Co-authored by Cassidy Carroll of The Collins Law Firm, P.C.
A little over a week ago, the Missouri Circuit Court announced that Johnson & Johnson-the world's largest maker of health-care products-must pay $72 million to the family of a woman claiming the company's talcum powder caused her fatal ovarian cancer. For the first time, monetary compensation was awarded in response to Johnson & Johnson's failure to warn consumers of the cancer-causing potential of its talcum-based products decades ago.

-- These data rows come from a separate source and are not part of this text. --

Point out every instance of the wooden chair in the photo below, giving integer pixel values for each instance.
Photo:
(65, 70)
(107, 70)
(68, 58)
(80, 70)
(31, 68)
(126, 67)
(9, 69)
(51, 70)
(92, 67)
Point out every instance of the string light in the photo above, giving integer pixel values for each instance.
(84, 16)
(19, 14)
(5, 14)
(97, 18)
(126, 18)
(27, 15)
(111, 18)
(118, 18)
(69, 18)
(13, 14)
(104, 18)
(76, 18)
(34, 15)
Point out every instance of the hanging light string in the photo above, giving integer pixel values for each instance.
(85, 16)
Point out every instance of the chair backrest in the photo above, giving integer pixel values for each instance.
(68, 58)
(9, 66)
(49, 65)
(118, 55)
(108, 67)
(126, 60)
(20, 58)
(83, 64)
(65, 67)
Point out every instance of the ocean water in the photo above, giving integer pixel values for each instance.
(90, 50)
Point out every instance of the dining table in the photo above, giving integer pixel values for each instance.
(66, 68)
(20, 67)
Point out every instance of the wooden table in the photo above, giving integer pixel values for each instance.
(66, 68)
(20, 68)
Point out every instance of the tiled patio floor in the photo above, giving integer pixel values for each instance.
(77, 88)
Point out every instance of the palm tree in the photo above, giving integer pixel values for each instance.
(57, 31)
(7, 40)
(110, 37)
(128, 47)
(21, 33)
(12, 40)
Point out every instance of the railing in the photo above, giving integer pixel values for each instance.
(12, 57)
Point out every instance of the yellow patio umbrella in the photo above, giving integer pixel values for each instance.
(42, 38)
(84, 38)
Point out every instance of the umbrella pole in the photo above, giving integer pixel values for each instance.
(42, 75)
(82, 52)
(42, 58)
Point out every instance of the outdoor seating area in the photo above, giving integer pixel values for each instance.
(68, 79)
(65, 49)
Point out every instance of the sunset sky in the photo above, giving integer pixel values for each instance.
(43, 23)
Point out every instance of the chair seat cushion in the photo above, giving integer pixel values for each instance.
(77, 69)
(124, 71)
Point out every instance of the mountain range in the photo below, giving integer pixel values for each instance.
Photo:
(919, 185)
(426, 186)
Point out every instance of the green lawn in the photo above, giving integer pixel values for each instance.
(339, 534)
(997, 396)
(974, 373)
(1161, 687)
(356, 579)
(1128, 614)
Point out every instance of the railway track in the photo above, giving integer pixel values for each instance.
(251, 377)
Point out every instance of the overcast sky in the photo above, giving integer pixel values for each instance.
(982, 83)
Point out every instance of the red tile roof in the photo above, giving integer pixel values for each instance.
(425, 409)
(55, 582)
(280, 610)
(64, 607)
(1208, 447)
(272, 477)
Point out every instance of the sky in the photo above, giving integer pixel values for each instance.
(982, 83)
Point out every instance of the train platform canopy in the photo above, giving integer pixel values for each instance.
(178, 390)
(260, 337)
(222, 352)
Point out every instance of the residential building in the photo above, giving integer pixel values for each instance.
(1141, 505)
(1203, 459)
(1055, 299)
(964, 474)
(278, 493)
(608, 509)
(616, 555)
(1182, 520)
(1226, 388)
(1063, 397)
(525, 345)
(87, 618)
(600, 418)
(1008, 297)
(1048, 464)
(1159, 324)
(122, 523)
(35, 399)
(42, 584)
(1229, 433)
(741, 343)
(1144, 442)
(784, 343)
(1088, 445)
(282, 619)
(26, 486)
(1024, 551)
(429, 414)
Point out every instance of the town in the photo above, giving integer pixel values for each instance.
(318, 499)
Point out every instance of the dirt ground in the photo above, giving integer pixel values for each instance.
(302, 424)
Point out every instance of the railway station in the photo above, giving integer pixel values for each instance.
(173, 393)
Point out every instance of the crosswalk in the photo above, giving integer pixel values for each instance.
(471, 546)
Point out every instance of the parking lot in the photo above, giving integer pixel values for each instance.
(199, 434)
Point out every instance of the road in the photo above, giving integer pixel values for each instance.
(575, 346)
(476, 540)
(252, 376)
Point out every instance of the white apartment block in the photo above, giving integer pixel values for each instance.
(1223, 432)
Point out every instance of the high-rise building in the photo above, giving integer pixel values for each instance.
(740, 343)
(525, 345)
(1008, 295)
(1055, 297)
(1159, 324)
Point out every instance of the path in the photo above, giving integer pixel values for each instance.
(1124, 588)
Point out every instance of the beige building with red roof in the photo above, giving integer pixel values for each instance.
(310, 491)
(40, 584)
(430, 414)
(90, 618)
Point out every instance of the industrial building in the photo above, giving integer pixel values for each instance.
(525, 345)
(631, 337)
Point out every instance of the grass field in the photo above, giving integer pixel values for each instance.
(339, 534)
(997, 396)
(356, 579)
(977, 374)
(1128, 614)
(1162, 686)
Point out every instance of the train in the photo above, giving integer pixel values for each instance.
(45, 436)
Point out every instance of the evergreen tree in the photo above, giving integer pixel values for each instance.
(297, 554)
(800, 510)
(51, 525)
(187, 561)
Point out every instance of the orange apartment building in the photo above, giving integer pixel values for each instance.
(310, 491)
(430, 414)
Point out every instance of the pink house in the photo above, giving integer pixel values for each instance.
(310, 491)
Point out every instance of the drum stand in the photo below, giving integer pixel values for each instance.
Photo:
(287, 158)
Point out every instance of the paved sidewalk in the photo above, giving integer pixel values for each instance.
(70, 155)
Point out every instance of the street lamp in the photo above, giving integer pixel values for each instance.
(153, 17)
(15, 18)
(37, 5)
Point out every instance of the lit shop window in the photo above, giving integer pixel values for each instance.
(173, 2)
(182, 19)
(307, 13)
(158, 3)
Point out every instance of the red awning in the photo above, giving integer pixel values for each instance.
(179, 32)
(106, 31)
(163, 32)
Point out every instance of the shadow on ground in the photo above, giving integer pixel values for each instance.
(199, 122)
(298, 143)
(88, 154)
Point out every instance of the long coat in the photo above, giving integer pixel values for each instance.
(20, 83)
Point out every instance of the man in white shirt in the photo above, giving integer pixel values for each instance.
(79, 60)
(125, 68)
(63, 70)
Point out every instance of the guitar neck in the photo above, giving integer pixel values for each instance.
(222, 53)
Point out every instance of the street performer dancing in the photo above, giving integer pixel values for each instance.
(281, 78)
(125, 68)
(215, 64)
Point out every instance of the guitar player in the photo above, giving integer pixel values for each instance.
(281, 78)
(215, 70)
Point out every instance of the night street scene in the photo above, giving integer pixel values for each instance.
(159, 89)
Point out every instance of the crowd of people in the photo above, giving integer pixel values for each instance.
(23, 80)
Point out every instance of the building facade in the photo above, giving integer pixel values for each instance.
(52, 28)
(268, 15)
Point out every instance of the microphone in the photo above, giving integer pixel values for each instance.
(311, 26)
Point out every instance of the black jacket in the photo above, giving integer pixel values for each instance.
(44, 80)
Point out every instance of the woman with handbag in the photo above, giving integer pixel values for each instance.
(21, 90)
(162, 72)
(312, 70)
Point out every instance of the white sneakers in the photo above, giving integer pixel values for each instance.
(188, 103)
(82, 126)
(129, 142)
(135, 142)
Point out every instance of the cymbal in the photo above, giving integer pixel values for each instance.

Currently, Johnson & Johnson is facing 1,200 lawsuits claiming that studies on talcum-based products, such as Johnson's Baby Powder and Shower-to-Shower products, have shown a link between talcum and ovarian cancer. In 2013, a North Dakota federal jury found that use of Johnson & Johnson's talcum-based body powder contributed to a woman's developing ovarian cancer, but awarded no damages.
This case highlights the serious consequences to the American public when companies fail to warn consumers of potentially dangerous substances in their products. Since 1999, the American Cancer Society has recommended that women use cornstarch-based products instead of talcum-based products. Despite the advice of the American Cancer Society, Johnson & Johnson continued to sell and promote the safety of talcum-based products alongside their cornstarch-based products.
With this historic award, hopefully, Johnson & Johnson and other health-care product companies will now think twice before failing to warn consumers of any serious consequences that can affect the health and safety of people using their products.